酒だるがセットされ、そこにはミルカが立っていた、そしてミルカの向こう側にある小さな少女の姿に面を食らった。
「は? 子供」
まさか対戦者がミルカよりも華奢な女の子だと思わなかった。
「お前がミルカと戦うのか?」
ヴィストリカに声をかけられたノアはうなづいた。
「うん、そうよ」
「おいおい、やめとけ ミルカもなんで」
「ヴィストリカさんは黙っていてください」
ミルカは横槍に入ろうとするヴィストリカを制止する。
「止めようとしても無駄よ、私が止めて少しも聞き入れなかったし」
近くに寄ったカルアは肩を落としながらため息をつく。
「おい、カルア…お前こんなところにいたのか」
ヴィストリカに指摘されて、カルアは忘れていたことをはたと思い出した。
「うん?……あら、いけない! ビールのおかわりだったわね 今、持ってくるわね」
「いや! それは後でいい こっちの方が断然面白そうだしな」
「もう、対戦するのは私の妹何だけど」
「あ〜、そういやそうだったな 外見が違いすぎるから兄妹だと忘れちまうな」
「もう、いけず何だから」
カルアは頬を膨らませてぶすくれた表情をする。これが子供だったらかわいい者だが、180越えの筋骨隆々な男がやっているを見ると、それを見たものは精神的なダメージを受けるものの、しかしそれを見てもノーダーメジであるヴィストリカはまともな感覚を持っていなかった。
「それで勝負の理由って一体何なんだ?」
「ふふ、理由は後ろにいるこの子よ」
カルアの大きな体で見えなかったが、一人の少年が立っていた。ティルは彼らが来たことも気づかないほどミルカとノアを心配そうに見守っていた。
〇〇
数分前のことである。ティルはノアと少し離れたところで小声で話しかける。突然のことに動揺が隠しきれない。
「えっと、ノア 本気でやるの?」
「もちろんよ! なんか負ける気がしないわ」
ブンブンとノアは肩慣らしをする。
「そりゃ…」
かつてティルはもといカストールであった頃、その力をノアに譲る前に魔力を暴走させて一つだった世界を九つに分裂させてしまった。
そんな膨大な魔力を叩きつけられたら何も知らずに勝負するミルカが危ないし、ギルド本部が吹き飛んでしまうかもしれない。

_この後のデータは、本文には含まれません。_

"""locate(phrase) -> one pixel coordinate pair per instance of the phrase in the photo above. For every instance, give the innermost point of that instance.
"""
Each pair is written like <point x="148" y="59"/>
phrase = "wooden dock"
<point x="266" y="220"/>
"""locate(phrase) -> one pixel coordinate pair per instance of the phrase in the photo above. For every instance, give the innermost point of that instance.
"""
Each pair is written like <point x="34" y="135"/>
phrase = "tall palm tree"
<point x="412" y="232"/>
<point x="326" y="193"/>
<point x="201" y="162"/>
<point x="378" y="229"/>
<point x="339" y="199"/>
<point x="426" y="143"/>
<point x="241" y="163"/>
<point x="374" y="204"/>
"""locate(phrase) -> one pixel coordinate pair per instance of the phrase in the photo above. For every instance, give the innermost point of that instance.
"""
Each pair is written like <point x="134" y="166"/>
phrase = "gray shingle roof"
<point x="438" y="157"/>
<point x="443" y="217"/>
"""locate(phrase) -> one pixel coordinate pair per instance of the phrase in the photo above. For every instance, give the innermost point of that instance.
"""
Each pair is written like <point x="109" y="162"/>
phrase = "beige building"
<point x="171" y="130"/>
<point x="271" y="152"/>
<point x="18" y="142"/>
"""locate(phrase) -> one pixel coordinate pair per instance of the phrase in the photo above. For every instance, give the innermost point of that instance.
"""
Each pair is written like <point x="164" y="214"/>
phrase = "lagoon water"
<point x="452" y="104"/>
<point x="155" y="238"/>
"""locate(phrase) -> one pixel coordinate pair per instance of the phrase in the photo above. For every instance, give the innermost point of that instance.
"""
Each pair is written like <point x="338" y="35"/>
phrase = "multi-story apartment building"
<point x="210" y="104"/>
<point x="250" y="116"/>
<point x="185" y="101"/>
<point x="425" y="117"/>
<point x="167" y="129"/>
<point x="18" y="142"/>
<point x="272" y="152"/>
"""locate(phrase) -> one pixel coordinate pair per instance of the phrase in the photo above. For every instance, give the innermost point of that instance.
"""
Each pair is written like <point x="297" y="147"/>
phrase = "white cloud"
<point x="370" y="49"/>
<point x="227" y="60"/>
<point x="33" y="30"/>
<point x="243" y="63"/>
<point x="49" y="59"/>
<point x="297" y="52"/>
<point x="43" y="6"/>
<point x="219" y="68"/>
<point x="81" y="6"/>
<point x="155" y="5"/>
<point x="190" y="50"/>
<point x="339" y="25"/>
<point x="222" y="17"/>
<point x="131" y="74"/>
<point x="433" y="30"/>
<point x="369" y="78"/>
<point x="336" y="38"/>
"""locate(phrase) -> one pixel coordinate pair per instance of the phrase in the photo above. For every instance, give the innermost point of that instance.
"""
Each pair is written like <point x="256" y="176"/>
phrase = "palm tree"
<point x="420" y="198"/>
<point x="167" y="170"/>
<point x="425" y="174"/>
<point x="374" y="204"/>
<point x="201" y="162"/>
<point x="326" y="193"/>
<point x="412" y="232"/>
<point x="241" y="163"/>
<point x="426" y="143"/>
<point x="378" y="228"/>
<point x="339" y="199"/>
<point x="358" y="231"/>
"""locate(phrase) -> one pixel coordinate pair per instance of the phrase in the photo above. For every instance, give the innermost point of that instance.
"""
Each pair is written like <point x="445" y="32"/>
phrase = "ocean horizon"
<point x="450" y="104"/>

自分でも手に余っていた魔力である。まだ力加減できない彼女にはなるべく危ない目にあって欲しくなかったのだが、
「どうしたの、ティル?」
ノアは心配そうに伺う様子のティルに首を傾げた。ティルは約束のことを忘れている彼女に話しかけた。
「ノア、よく聞いてください」
「う、うん」
「…君の魔力はあまりに膨大で、……もし失敗したらこの辺りが吹き飛んでしまうかもしれません」
「え…」
ノアはそんな馬鹿なと一瞬思ったが、神妙に話すティルに気持ちを切り替える。そして先日話た約束のことを言うと、ノアはあからさまな表情をする。
「ーーあ、そうだった」
(やっぱり)
忘れていたのは仕方がないとティルは肩を落とす。落ち着く時間が欲しいが、時間は待ってくれない。もうすでに勝負の舞台は整いつつあった。ノアが勝負するのに彼女以上にティルも緊張と不安に襲われた。